Go For Broke Plaza and First Street North Residences break ground at 232 Judge John Aiso St.


BREAKING GROUND ­— Groundbreaking ceremony for Go For Broke Plaza and First Street North Residences. photo by Gary Leonard

Mixed-use affordable housing development replaces city parking lot in Little Tokyo

Over the decades, the gradual expansion of the Los Angeles Civic Center has eaten up blocks of historic Little Tokyo. A small section lost to the community via eminent domain is now slated to return through a new affordable housing development.

On Feb. 13, Little Tokyo Service Center broke ground on the Go for Broke Plaza and First Street North Residences, a mixed-use project which will replace a city-owned parking lot next to the Japanese American National Museum, at 232 Judge John Aiso St. The project, billed as one of the largest 100 percent affordable housing developments in the City of Los Angeles, will include 248 affordable housing units as well as ground-floor commercial space.

The apartments will come in a mix of studio, one-, two-, and three-bedroom floor plans, and include 80 units of permanent supportive housing for homeless veterans at a site located directly across the street from a VA facility. The apartments will cater to households earning between 30 and 80 percent of the Los Angeles area median income level, per a Housing Department staff report.

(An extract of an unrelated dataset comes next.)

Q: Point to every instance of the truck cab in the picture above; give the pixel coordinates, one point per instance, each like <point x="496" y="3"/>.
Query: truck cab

The roughly $138-million project is being built through a partnership with Go For Broke National Education Center, and will house a permanent home for the organization’s exhibition focused on the experiences of Japanese American soldiers during World War II. The complex’s entry courtyard will incorporate the existing Go For Broke monument near JANM, which pays tribute to the soldiers of the 100th/442nd Regimental combat Team and the Military Intelligence Service. “Go For Broke” served as the regiment’s motto.

Carde Ten is designing a contemporary low-rise development, which will consist of two six-story buildings. At street level, the complex will offer 40,000 square feet of commercial space, which will give preference to legacy Little Tokyo small businesses and organizations. That allowance comes at a time when some of the neighborhood’s mainstays, such as Suehiro Cafe, have faced eviction.

Plans to redevelop the project site have been in the works for almost two decades, starting from when the property was first identified as a future home for Go For Broke’s education center. While the standalone project never made it to construction, it was later resurrected as a component of the larger project with LTSC.

The First Street North site is one of several publicly-owned properties in Little Tokyo which are likely to be up for redevelopment in the coming years, including the former home of Parker Center, the Mangrove property across Alameda Street and the land surrounding the Little Tokyo/Arts District subway station.

The complex is one of four affordable housing developments now in the works from LTSC, following a 53-unit building which broke ground recently in Chinatown, a mixed-use complex next to Metro’s Vermont/Santa Monica Station, and a development rising at the former site of the Umeya Rice Cake Company.